O caso da Suécia fica ainda mais claro na involução de impostos. Ingmar Bergman, o diretor de cinema e teatro, foi obrigado a pagar 109% de sua renda para continuar subsidiando o “Welfare State”. Isso ocorreu em 1976, quando o Partido Social Democrata sueco chegou ao poder há 40 anos. Nesse mesmo ano aconteceu o que não podia acontecer. Carl Bildt derrotou os social-democratas com seu partido “Moderado” e tomou o poder daqueles que o mantiveram por várias décadas.

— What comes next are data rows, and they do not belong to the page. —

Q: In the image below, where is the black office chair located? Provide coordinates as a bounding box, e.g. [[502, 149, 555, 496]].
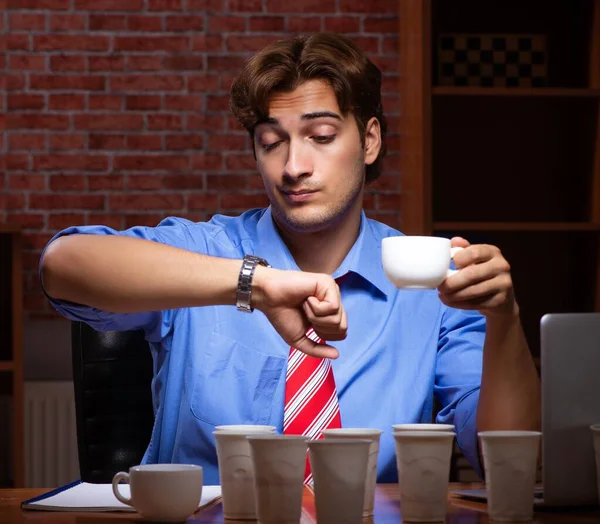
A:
[[71, 322, 154, 483]]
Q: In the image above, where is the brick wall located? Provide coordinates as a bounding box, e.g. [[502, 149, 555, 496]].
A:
[[0, 0, 400, 316]]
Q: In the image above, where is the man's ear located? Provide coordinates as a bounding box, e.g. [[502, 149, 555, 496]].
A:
[[365, 117, 381, 166]]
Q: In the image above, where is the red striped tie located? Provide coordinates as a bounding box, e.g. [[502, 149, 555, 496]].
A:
[[283, 328, 342, 484]]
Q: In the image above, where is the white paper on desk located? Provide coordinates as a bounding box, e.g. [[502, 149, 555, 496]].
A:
[[21, 482, 221, 512]]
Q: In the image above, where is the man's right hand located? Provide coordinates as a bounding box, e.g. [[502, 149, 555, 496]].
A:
[[252, 266, 348, 358]]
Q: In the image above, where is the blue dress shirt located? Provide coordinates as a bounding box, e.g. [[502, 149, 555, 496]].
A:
[[42, 208, 485, 484]]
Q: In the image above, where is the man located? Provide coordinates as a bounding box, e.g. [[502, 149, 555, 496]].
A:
[[41, 34, 540, 483]]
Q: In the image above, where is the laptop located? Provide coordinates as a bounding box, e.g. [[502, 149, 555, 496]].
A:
[[454, 313, 600, 508]]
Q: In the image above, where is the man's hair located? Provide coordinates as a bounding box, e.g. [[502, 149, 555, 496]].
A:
[[231, 32, 387, 183]]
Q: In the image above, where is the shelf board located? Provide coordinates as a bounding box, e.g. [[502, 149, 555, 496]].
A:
[[0, 360, 13, 371], [433, 222, 600, 231], [431, 86, 600, 98]]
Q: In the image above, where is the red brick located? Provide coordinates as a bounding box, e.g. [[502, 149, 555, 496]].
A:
[[113, 155, 190, 171], [192, 153, 222, 171], [50, 55, 85, 71], [3, 153, 29, 171], [188, 74, 219, 92], [125, 95, 162, 110], [221, 193, 269, 210], [165, 55, 204, 71], [287, 16, 321, 33], [114, 36, 190, 53], [88, 174, 125, 191], [165, 135, 204, 151], [8, 55, 46, 71], [0, 193, 25, 210], [125, 134, 163, 151], [50, 133, 85, 150], [127, 15, 162, 31], [110, 75, 183, 91], [88, 95, 123, 111], [48, 213, 85, 231], [226, 35, 276, 53], [8, 0, 71, 10], [363, 16, 400, 34], [148, 0, 183, 11], [208, 133, 246, 151], [340, 0, 398, 15], [29, 75, 106, 91], [75, 114, 144, 131], [5, 34, 29, 51], [8, 133, 46, 150], [165, 95, 204, 111], [127, 55, 165, 71], [6, 114, 69, 129], [8, 13, 46, 31], [325, 16, 360, 33], [33, 153, 108, 171], [206, 175, 248, 191], [227, 0, 260, 13], [75, 0, 144, 11], [268, 0, 332, 13], [207, 55, 246, 72], [192, 34, 223, 53], [86, 213, 124, 231], [88, 56, 125, 71], [127, 174, 163, 191], [33, 34, 110, 51], [208, 16, 246, 33], [109, 194, 183, 211], [148, 114, 183, 130], [225, 153, 256, 171], [90, 14, 127, 31], [89, 134, 125, 150], [50, 175, 86, 191], [188, 193, 219, 209], [48, 94, 85, 111], [29, 193, 104, 210], [166, 14, 204, 31], [7, 94, 46, 109], [7, 213, 45, 229], [186, 113, 224, 131], [163, 174, 204, 189], [50, 13, 86, 31]]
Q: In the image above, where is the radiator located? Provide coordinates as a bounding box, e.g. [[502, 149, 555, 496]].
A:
[[25, 381, 79, 488]]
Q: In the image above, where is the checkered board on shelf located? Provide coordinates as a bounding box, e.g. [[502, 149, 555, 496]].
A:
[[438, 34, 547, 87]]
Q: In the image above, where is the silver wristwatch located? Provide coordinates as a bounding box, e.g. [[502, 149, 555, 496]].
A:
[[236, 255, 271, 313]]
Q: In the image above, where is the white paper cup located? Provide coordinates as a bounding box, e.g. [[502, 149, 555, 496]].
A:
[[478, 430, 542, 522], [247, 434, 308, 524], [590, 424, 600, 502], [392, 423, 454, 433], [112, 464, 203, 522], [213, 426, 272, 520], [323, 428, 382, 517], [308, 438, 371, 524], [394, 431, 454, 522]]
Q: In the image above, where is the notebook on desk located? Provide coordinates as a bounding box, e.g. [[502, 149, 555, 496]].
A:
[[21, 480, 221, 512], [453, 313, 600, 507]]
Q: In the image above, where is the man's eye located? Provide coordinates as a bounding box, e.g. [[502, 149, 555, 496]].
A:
[[312, 135, 335, 144]]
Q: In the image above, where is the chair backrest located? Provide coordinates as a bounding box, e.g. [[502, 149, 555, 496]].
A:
[[71, 322, 154, 483]]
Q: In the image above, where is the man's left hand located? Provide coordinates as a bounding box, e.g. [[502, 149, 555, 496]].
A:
[[438, 237, 518, 315]]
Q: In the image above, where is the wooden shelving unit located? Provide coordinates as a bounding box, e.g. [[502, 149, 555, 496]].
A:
[[399, 0, 600, 356], [0, 224, 25, 487]]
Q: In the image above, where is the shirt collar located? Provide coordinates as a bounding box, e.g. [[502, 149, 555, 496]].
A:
[[256, 206, 396, 295]]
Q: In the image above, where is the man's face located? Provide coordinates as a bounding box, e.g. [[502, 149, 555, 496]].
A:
[[254, 80, 376, 232]]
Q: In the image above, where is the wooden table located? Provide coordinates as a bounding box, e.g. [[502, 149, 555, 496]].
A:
[[0, 484, 600, 524]]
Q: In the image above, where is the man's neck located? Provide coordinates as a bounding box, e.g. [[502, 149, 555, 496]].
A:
[[279, 203, 361, 275]]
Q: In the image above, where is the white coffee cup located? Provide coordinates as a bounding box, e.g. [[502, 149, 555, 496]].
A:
[[381, 236, 463, 289], [112, 464, 203, 522]]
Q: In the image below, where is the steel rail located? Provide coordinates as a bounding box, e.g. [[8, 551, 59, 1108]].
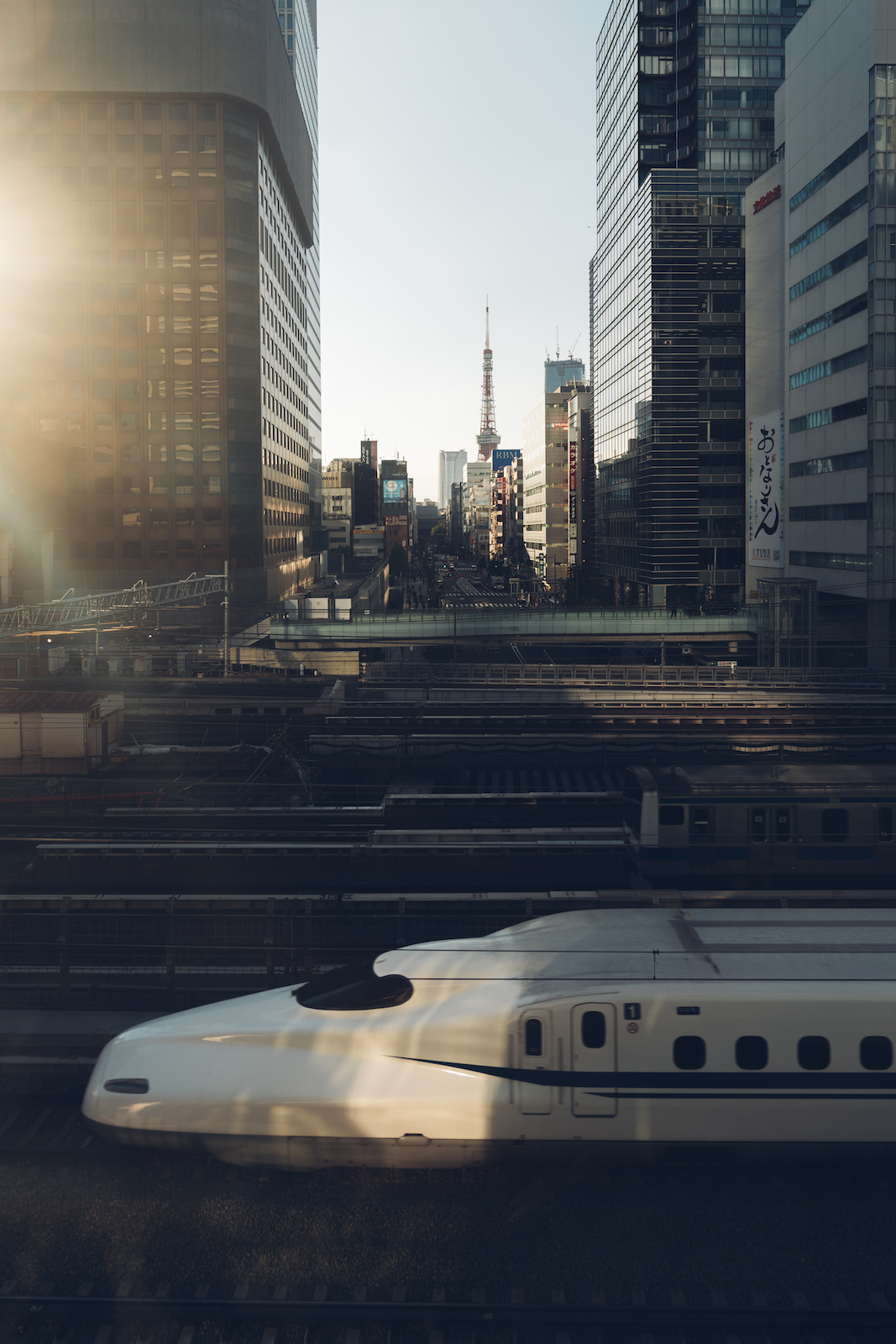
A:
[[0, 1285, 896, 1332]]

Não creio que o exemplo de Bergman não esteja relacionado a esse fenômeno. Foi muito popular na Suécia. Em particular, o fato de Bergman relatar em suas memórias como os dois agentes o forçaram a deixar a porta do banheiro entreaberta (com medo de escapar), enquanto ele se aliviava de uma cólica estomacal causada pela visita do próprio Bergman à polícia fiscal.

Em todo o caso, o ataque de Iones Belarra, ministro dos "Podemos" -comunista-, ao valenciano Juan Roig, dono dos supermercados "Mercadona", empresa modelo no competitivo mundo da alimentação ( a sexta empresa em Espanha, segundo ao ranking estabelecido pela Assessoria Consultor Estratégico). A senhora Belarra quer formular um teto para os preços dos alimentos e chamou o melhor empresário da Espanha de “capitalista implacável”, sem perceber que o aumento dos preços é produto da guerra que a Rússia desencadeou contra a Ucrânia.

Por outro lado, desde Adam Smith sabe-se que o Mercado, com a sua mão invisível, onde existe uma forte concorrência, é muito mais eficaz do que a polícia fiscal na redução dos preços.